Bernarda Zavala spends four hours a day in a Phoenix classroom learning English, science and math so she can help her three school-age children with their homework.
But the lessons soon could end for Zavala, an undocumented immigrant. House Bill 2030 would ban government funding for the course and other programs that help immigrants adjust to life in Arizona.
The measure is part of a flurry of immigration-related bills moving rapidly through the Legislature as lawmakers react to a public outcry over illegal border crossers. Other bills would deny undocumented immigrants public housing, a college education, publicly funded child care and utility assistance, among other benefits.
“Legislators are strengthened and embolden by Proposition 200,” said Bruce Merrill, an Arizona State University political scientist and pollster. “They are on a roll because immigration is a growing concern in Arizona.”
The goal of HB 2030 is to build on Proposition 200, the anti-illegal immigration initiative approved by Arizona voters in November, by denying a greater number of benefits to undocumented immigrants. The purpose is not only to save the state money but to discourage such immigrants from settling in the state.

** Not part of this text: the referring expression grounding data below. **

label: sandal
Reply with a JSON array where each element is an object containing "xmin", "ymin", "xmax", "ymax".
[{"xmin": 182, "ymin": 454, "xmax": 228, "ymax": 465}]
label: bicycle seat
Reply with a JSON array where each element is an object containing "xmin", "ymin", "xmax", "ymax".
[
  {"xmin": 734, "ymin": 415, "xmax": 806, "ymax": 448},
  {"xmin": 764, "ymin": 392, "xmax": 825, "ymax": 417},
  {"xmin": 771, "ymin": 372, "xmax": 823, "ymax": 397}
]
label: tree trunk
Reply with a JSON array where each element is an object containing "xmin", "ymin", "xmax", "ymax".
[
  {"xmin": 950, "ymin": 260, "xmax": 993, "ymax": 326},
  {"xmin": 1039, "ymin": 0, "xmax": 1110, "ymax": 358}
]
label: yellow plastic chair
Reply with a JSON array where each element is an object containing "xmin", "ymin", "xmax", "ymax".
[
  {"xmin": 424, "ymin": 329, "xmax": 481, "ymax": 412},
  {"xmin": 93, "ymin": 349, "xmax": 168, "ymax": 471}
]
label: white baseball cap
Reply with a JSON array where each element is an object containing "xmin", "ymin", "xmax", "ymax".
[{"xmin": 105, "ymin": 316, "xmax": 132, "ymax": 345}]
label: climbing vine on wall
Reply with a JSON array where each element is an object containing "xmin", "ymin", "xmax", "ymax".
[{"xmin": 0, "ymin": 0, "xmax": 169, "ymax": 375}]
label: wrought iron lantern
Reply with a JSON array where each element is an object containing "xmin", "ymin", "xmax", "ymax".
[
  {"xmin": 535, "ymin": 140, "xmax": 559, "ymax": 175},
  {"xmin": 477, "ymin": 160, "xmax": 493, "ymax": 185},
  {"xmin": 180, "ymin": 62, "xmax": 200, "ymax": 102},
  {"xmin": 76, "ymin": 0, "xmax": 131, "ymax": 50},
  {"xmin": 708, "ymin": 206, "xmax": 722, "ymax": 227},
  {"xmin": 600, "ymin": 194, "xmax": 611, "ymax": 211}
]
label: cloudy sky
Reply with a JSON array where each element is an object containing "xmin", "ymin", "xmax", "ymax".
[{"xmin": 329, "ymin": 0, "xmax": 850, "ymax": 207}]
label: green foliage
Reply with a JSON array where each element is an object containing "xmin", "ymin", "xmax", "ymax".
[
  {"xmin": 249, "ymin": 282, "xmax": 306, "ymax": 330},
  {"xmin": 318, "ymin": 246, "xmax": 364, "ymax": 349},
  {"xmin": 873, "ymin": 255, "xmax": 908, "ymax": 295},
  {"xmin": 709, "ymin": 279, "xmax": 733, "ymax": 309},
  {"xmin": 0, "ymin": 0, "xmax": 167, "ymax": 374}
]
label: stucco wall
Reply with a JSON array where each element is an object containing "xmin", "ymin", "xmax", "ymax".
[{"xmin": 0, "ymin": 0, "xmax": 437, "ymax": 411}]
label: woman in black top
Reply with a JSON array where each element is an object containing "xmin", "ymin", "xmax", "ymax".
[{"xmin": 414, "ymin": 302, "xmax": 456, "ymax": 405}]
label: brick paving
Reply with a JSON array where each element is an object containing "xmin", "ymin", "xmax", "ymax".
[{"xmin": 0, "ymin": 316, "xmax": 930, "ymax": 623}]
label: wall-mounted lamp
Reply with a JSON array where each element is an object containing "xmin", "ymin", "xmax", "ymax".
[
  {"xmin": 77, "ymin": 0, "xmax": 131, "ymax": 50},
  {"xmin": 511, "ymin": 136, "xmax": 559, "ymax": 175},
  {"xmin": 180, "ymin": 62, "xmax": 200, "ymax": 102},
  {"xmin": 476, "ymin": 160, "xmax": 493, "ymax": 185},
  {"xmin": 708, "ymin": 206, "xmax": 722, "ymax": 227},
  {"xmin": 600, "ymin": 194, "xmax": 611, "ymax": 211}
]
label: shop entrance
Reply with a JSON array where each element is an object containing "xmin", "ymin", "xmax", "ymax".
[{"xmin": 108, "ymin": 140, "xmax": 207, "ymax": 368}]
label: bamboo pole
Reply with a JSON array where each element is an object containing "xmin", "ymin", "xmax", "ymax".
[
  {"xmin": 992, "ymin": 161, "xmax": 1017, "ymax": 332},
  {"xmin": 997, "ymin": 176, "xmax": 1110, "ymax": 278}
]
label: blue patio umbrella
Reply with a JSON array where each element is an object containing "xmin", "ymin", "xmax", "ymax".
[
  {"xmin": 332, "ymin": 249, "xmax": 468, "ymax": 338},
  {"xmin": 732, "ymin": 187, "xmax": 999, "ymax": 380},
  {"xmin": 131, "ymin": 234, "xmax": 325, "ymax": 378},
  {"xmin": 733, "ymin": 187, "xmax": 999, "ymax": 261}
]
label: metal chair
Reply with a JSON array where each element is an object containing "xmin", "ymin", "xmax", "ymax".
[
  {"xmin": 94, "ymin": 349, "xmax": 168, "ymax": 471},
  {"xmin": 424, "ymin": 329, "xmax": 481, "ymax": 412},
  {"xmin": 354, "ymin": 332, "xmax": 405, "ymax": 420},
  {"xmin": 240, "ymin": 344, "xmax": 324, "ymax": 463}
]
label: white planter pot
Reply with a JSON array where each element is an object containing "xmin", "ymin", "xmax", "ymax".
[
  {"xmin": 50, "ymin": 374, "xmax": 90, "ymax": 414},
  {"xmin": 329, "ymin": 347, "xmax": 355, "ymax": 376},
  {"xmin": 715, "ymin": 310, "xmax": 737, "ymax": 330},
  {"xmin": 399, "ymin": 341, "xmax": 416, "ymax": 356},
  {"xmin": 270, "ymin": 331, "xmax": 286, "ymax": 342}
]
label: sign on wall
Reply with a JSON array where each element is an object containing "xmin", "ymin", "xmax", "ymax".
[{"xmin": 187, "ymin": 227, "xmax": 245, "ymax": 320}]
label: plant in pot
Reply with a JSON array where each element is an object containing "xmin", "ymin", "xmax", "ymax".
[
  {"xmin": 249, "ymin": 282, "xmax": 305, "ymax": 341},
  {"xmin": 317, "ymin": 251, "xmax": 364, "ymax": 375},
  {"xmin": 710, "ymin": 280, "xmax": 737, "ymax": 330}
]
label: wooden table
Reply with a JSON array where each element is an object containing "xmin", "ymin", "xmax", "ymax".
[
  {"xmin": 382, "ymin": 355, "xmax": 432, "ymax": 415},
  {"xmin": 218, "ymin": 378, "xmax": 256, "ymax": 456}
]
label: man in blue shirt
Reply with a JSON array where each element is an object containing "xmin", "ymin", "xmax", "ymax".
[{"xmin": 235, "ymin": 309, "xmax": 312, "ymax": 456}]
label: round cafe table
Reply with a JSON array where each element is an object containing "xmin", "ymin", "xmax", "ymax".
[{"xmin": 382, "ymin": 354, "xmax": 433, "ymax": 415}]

In addition to HB 2030, the House has approved legislation banning government-sponsored day-labor centers and forcing immigrants to pay out-of-state tuition to attend college. On Thursday, a Senate panel will consider the day centers and a proposal to build a prison in Mexico for undocumented immigrants caught in Arizona.
The House also endorsed a measure denying bail to immigrants who commit serious crimes and a referendum that could allow voters to declare English as the state’s official language. Senators are expected to vote on those measures in the next few days.
Unable to block the bills, opponents are turning to Democratic Gov. Janet Napolitano. But it is uncertain what she will do if the measures reach her desk. She faces re-election next year, and even some of her supporters say the anti-illegal immigration sentiment could be used to unseat her.
“She’ll have to step up and veto those bills,” said Luis Ibarra, head of the non-profit Friendly House, which provides social services. “But we will have to help her because she’ll be attacked politically.”
Napolitano has a policy of not commenting on pending legislation, and she has declined to say whether she would veto the immigration bills.
But she, too, has made illegal immigration a high-profile issue by calling on Washington to do more to protect the Arizona border and urging Mexico to do its part to keep workers there.
Last week, Napolitano billed Uncle Sam $196.6 million to cover what the state spends on incarcerating undocumented immigrants. It’s the second time this year she has asked the federal government to help Arizona out.
“There is an understandable frustration among Arizonans with the lack of control of the border,” Napolitano said.